Facebook contract employees have been transcribing users’ voice calls on its Messenger platform, according to Bloomberg.
The media outlet learned about the social media giant’s practice from unnamed contract employees who were concerned about it. The contract employees said they don’t know how and where the voice calls were recorded or obtained. They only received instructions to transcribe the voice conversations.
The report came out after Facebook reached a $5 billion settlement agreement with Federal Trade Commission (FTC) over its violations of users’ privacy.
On Tuesday, the social media giant confirmed its practice of transcribing users’ voice calls but decided to end following investigations into other companies doing the same thing.
A spokesperson for Facebook said, “Much like Apple and Google, we paused human review of audio more than a week ago.”
Facebook was only accessing the microphone on devices owned by users who gave their consent to the social media giant.

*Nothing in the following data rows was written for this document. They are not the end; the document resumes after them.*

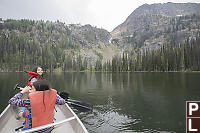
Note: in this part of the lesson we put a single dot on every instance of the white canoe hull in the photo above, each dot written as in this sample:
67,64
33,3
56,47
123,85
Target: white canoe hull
66,121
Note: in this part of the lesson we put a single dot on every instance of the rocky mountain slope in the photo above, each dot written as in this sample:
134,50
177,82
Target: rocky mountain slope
151,26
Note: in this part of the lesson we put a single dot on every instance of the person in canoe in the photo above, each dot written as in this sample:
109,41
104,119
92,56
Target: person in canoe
39,105
36,74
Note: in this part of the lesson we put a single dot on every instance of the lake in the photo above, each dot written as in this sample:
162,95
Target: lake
123,102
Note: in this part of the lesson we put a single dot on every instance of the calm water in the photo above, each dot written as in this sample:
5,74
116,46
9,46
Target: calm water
123,102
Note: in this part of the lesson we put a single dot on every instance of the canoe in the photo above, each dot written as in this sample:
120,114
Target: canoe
65,121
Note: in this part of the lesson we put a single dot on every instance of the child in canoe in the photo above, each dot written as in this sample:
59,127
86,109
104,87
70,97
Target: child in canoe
39,106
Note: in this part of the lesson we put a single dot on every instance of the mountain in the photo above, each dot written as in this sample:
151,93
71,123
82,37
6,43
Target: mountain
24,43
151,26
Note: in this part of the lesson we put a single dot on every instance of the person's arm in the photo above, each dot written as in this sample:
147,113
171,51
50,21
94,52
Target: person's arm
59,100
17,101
33,80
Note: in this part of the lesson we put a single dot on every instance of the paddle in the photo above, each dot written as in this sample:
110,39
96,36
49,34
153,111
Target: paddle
79,105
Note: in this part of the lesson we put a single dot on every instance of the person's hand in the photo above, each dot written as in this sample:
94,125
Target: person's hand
26,89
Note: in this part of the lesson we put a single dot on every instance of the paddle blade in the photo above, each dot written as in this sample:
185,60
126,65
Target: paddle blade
80,107
64,95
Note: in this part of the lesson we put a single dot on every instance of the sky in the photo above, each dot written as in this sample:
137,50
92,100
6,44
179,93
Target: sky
106,14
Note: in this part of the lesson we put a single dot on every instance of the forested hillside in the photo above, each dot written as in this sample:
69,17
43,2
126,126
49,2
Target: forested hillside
24,43
157,37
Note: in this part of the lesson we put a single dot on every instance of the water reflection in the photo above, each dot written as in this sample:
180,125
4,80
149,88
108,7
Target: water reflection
123,102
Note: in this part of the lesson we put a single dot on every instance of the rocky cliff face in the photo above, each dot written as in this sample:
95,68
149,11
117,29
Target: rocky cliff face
150,26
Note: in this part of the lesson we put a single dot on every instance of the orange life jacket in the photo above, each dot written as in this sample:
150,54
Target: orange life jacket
42,107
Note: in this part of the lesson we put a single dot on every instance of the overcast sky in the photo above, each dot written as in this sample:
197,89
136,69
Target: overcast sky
105,14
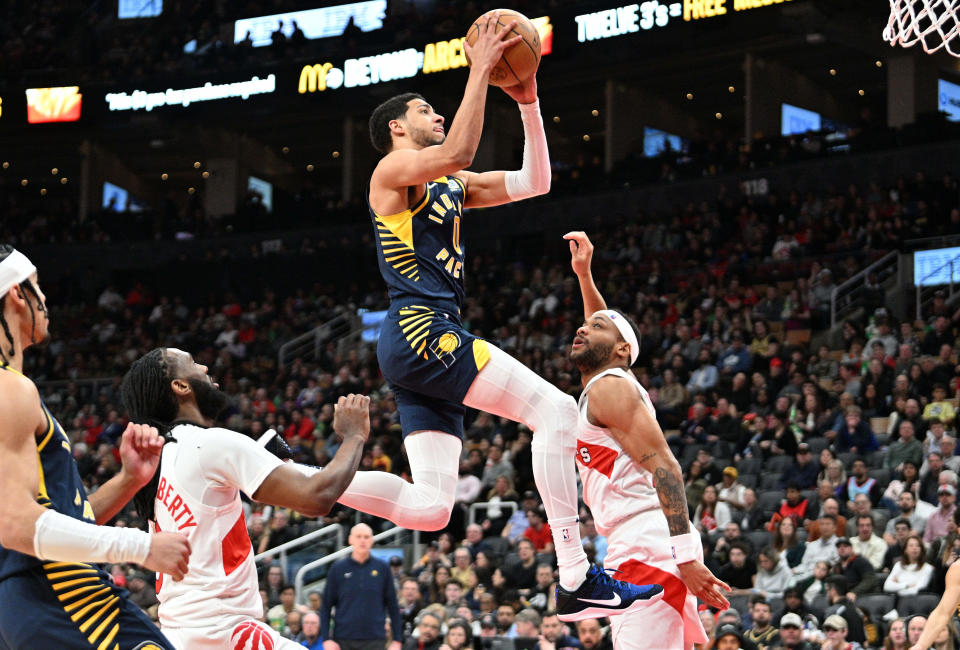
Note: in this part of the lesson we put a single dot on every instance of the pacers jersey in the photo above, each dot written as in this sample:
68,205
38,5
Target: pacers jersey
614,487
419,250
60,487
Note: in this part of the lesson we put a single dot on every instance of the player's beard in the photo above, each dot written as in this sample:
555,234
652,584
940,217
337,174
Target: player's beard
210,400
426,138
591,358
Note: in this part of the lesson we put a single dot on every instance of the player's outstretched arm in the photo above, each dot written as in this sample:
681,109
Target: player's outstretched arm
581,254
29,528
614,405
941,615
407,167
533,178
313,493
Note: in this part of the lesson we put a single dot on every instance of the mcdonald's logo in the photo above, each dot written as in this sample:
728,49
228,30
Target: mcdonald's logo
53,104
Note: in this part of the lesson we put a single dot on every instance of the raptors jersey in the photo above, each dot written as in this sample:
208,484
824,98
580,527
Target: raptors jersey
201,477
615,488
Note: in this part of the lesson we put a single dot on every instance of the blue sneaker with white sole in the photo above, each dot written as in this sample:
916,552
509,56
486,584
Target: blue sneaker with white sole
600,595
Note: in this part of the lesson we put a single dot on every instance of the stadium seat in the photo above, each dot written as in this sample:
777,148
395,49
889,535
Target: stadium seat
922,603
777,464
748,480
882,475
759,539
750,466
875,460
770,481
769,501
877,604
817,445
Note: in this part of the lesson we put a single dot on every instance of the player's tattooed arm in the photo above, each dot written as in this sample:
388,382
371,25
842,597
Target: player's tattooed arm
616,405
673,499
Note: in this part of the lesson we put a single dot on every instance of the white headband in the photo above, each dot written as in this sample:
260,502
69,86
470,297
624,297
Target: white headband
626,331
14,269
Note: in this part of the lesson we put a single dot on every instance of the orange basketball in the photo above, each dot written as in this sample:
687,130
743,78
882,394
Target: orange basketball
520,60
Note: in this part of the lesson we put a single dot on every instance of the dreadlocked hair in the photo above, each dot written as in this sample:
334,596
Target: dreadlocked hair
149,399
27,287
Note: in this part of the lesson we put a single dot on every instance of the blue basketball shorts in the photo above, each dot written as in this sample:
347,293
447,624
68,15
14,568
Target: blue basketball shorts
429,362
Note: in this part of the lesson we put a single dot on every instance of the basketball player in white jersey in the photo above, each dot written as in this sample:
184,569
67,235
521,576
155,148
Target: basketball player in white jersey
202,471
631,480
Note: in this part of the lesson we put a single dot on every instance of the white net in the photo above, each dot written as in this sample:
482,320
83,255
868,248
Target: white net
934,24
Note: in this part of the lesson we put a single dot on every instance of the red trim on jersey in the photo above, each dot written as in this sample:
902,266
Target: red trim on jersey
596,457
638,573
236,546
156,527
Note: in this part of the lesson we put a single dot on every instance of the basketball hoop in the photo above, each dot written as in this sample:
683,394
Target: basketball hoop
934,24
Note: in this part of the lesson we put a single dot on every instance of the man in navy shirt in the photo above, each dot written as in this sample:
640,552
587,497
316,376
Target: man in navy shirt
360,591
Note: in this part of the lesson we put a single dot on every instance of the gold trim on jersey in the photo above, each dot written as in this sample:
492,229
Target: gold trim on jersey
90,605
415,321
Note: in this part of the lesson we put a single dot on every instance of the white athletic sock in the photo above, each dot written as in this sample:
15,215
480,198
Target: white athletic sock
507,388
424,504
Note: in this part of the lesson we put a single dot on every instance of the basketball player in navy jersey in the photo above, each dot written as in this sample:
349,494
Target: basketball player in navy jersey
50,596
433,365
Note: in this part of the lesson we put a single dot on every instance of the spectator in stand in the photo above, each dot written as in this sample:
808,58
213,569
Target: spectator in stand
866,544
538,532
786,543
803,470
939,408
823,549
906,449
739,572
736,358
358,598
858,572
729,491
429,625
930,480
763,634
795,505
908,511
711,513
520,571
837,629
830,506
911,573
939,522
843,607
311,632
860,483
773,574
856,436
552,629
705,377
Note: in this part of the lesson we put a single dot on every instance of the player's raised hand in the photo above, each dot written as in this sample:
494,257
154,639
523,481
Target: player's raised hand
581,251
703,584
169,554
140,448
490,44
351,416
524,92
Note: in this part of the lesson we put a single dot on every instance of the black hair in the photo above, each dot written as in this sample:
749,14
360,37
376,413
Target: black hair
149,399
5,251
392,109
634,327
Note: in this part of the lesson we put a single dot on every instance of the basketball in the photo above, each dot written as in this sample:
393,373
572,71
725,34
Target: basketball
520,60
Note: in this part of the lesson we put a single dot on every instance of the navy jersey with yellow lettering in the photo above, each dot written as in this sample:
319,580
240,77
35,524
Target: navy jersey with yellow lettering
419,250
60,488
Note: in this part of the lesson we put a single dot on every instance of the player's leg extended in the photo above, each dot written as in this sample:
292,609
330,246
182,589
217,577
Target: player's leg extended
426,503
507,388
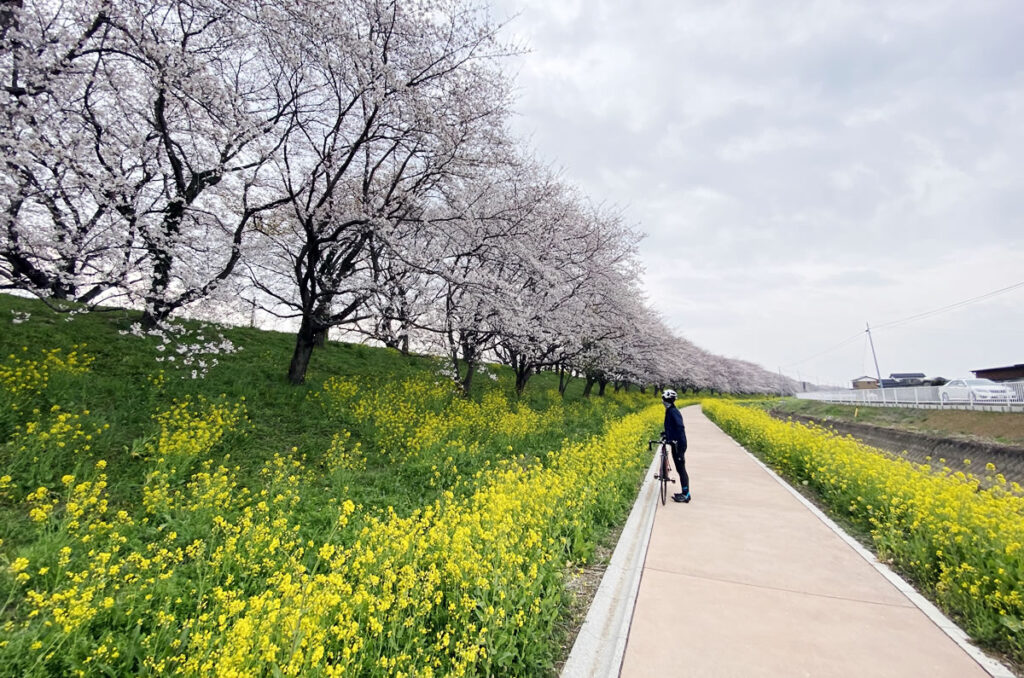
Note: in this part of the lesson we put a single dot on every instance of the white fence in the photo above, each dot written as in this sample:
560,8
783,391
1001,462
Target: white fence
921,396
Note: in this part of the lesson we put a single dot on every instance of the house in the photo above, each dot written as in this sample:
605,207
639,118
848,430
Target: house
1010,373
865,382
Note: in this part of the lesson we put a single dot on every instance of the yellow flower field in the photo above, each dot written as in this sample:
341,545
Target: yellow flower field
214,567
956,538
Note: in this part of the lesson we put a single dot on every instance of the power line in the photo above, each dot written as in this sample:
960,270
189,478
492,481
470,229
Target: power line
910,319
951,306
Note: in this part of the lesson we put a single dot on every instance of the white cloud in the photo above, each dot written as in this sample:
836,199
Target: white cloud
801,167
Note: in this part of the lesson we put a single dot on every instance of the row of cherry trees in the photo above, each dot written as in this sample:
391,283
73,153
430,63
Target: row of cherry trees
341,163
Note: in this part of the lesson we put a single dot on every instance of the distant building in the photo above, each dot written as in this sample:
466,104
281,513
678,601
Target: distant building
1010,373
904,379
865,382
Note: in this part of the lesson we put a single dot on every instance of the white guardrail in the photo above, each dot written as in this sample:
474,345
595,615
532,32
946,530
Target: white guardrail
921,396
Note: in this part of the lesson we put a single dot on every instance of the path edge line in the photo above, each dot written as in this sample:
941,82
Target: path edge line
600,645
992,667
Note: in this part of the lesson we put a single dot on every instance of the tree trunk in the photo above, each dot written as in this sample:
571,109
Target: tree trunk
563,380
305,341
590,386
467,381
521,377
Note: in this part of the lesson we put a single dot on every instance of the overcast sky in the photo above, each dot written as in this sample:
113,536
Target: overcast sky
800,168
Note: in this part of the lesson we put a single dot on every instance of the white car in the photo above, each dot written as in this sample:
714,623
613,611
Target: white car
976,390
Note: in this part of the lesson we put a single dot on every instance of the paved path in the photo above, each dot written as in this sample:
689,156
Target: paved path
747,581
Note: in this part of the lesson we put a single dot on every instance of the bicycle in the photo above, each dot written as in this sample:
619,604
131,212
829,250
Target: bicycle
664,468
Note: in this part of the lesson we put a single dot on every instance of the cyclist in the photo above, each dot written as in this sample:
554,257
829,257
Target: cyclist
675,433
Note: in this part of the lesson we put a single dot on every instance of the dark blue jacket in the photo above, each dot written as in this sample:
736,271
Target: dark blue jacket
674,429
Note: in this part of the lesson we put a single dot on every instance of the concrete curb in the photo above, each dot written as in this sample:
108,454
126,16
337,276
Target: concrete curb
990,666
601,643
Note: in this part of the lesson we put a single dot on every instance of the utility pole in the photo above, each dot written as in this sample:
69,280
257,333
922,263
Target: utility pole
873,355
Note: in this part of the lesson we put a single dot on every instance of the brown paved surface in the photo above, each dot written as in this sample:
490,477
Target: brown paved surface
744,581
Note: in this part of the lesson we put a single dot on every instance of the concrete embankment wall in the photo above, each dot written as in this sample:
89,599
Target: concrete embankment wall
1009,460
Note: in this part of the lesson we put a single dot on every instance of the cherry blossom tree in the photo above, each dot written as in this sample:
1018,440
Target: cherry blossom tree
136,137
392,98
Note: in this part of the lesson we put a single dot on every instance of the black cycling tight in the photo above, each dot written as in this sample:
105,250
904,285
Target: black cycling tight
679,456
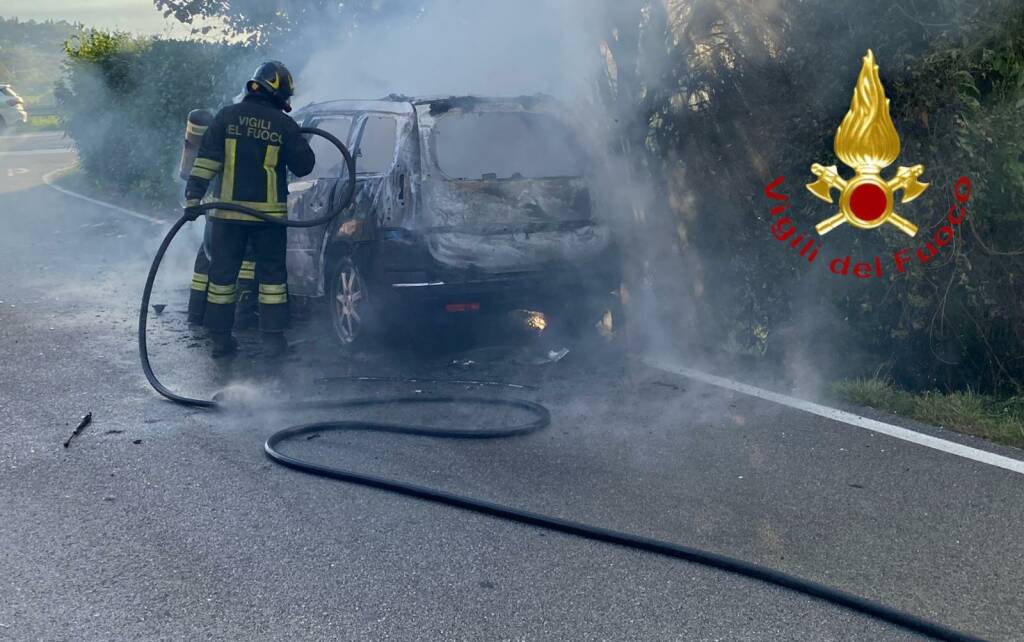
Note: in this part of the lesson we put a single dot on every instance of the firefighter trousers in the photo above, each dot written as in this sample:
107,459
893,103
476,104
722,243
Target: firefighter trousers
201,279
227,249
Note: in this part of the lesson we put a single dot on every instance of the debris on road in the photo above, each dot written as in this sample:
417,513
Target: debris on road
549,356
81,426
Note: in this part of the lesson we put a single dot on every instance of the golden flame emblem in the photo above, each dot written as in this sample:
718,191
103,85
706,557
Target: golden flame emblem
867,142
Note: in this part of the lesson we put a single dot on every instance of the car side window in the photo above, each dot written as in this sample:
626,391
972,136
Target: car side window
376,151
328,157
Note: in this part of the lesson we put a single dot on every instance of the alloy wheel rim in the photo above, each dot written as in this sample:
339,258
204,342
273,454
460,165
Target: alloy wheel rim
349,300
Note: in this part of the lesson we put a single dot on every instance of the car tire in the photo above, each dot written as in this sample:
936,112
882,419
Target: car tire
350,305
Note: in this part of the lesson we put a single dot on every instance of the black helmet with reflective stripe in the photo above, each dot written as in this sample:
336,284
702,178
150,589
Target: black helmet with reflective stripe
274,80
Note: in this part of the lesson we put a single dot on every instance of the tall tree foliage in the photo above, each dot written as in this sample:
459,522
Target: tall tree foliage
725,95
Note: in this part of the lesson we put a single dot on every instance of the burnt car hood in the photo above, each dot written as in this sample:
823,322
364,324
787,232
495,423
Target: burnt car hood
510,225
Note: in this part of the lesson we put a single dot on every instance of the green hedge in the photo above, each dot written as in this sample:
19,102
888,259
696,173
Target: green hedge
124,99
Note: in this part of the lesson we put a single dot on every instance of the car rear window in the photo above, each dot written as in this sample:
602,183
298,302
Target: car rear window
376,151
505,144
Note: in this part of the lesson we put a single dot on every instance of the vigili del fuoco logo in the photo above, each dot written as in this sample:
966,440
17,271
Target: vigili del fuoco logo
867,142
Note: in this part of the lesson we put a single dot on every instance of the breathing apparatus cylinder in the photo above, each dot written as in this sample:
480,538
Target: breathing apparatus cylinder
199,121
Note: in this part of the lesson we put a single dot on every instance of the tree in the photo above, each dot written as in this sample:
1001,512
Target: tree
275,20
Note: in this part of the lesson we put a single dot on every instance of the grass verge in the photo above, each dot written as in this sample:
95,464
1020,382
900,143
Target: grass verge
77,180
1000,421
43,123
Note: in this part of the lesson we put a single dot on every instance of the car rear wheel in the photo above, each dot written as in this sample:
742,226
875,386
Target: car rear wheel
350,304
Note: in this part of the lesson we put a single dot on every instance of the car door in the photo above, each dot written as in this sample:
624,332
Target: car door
310,197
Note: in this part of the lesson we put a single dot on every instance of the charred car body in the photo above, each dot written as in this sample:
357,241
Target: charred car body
462,205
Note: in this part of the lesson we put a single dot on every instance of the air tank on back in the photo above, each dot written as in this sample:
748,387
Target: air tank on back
199,122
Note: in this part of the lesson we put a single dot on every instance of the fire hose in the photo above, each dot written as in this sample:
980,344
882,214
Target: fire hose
541,419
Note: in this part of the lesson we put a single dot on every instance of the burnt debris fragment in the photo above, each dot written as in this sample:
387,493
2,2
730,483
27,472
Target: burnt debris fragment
81,426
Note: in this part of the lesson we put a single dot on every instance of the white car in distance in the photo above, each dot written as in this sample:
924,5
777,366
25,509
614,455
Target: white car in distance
11,108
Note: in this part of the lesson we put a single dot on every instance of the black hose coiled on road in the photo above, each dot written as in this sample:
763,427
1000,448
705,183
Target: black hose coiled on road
542,419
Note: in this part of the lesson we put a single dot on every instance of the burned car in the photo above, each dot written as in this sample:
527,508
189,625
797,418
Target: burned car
463,206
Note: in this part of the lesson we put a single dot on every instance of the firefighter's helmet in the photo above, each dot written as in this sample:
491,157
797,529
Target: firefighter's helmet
274,80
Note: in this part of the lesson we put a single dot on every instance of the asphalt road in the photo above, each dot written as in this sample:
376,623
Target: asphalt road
164,522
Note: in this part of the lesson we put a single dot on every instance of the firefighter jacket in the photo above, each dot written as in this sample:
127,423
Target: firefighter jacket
249,148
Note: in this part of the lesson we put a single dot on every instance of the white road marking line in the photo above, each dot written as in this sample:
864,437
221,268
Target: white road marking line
35,152
48,179
851,419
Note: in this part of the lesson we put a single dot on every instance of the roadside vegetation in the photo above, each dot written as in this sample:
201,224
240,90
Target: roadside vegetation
31,60
998,420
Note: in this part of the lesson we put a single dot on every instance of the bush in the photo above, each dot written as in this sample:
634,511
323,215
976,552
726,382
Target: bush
124,100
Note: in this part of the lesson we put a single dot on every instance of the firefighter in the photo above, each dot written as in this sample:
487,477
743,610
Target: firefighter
246,314
249,147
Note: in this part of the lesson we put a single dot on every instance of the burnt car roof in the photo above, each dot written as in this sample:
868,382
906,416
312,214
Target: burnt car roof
397,103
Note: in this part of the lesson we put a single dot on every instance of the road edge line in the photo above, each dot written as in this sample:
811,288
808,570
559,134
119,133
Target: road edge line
48,179
858,421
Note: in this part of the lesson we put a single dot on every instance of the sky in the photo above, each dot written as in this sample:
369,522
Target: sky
135,15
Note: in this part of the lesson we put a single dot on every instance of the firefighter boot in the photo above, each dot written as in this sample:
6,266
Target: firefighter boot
274,344
223,344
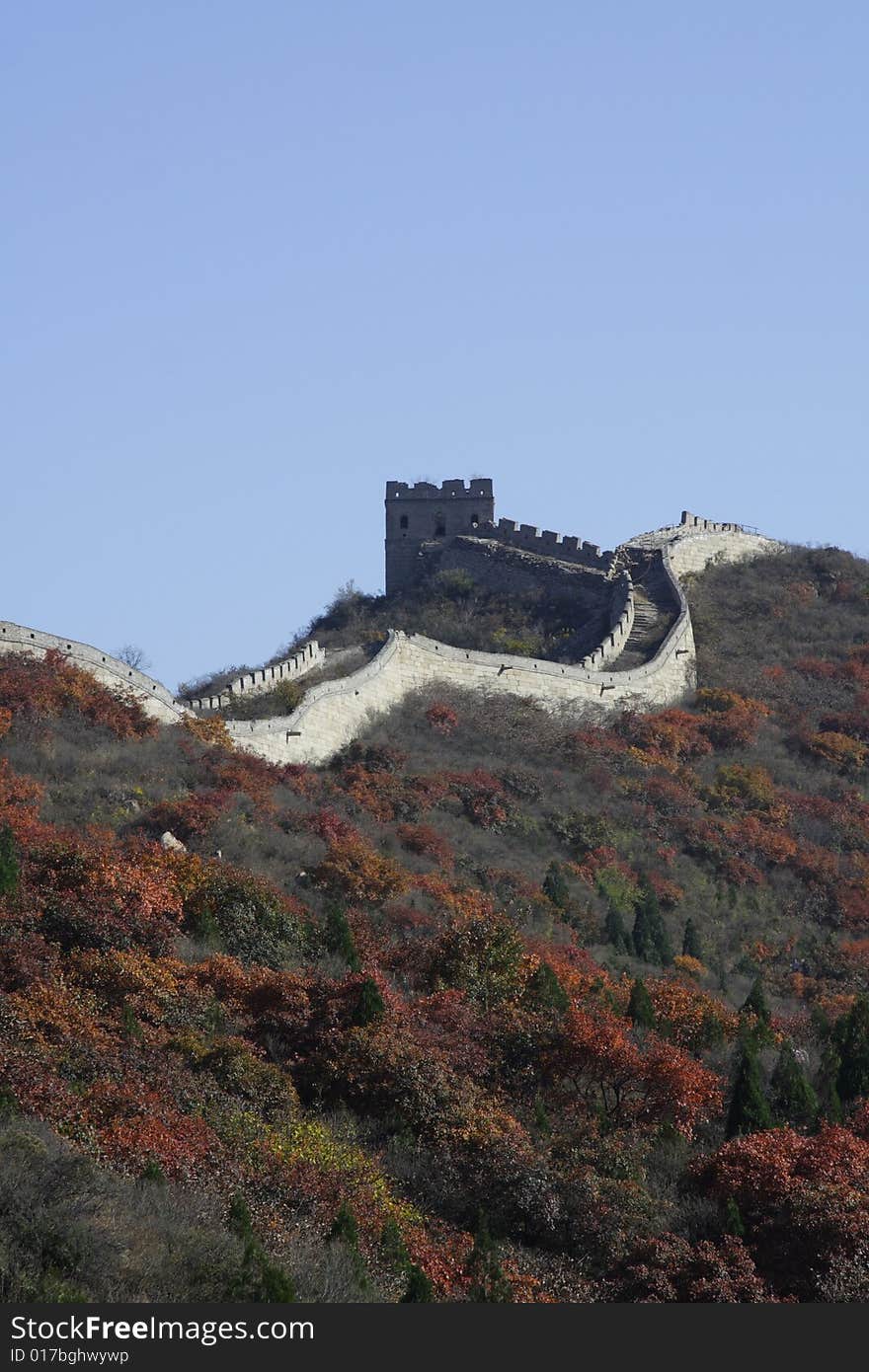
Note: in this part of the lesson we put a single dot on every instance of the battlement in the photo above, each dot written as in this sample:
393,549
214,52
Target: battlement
478,488
548,544
419,513
261,678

Other tech giants faced investigations for collecting and reviewing users’ audio
Tech giants including Amazon and Apple were under scrutiny for collecting and reviewing audio snippets from users’ devices. Many criticized the practice as an invasion of users’ privacy. The tech giants’ purpose was to improve its voice recognition technology powering Alexa, Google Assistance and Siri.
Apple and Google already stopped the practice while Amazon released a feature that allows users opt out of human review.
In April 2018, Facebook CEO Mark Zuckerberg denied claims that the social media giant that it is collecting users’ voice calls for target advertising.
During a congressional hearing at the time, Zuckerberg told Sen. Gary Peters of Michigan, You’re talking about this conspiracy theory that gets passed around that we listen to what’s going on your microphone and use that for ads. We don’t do that.”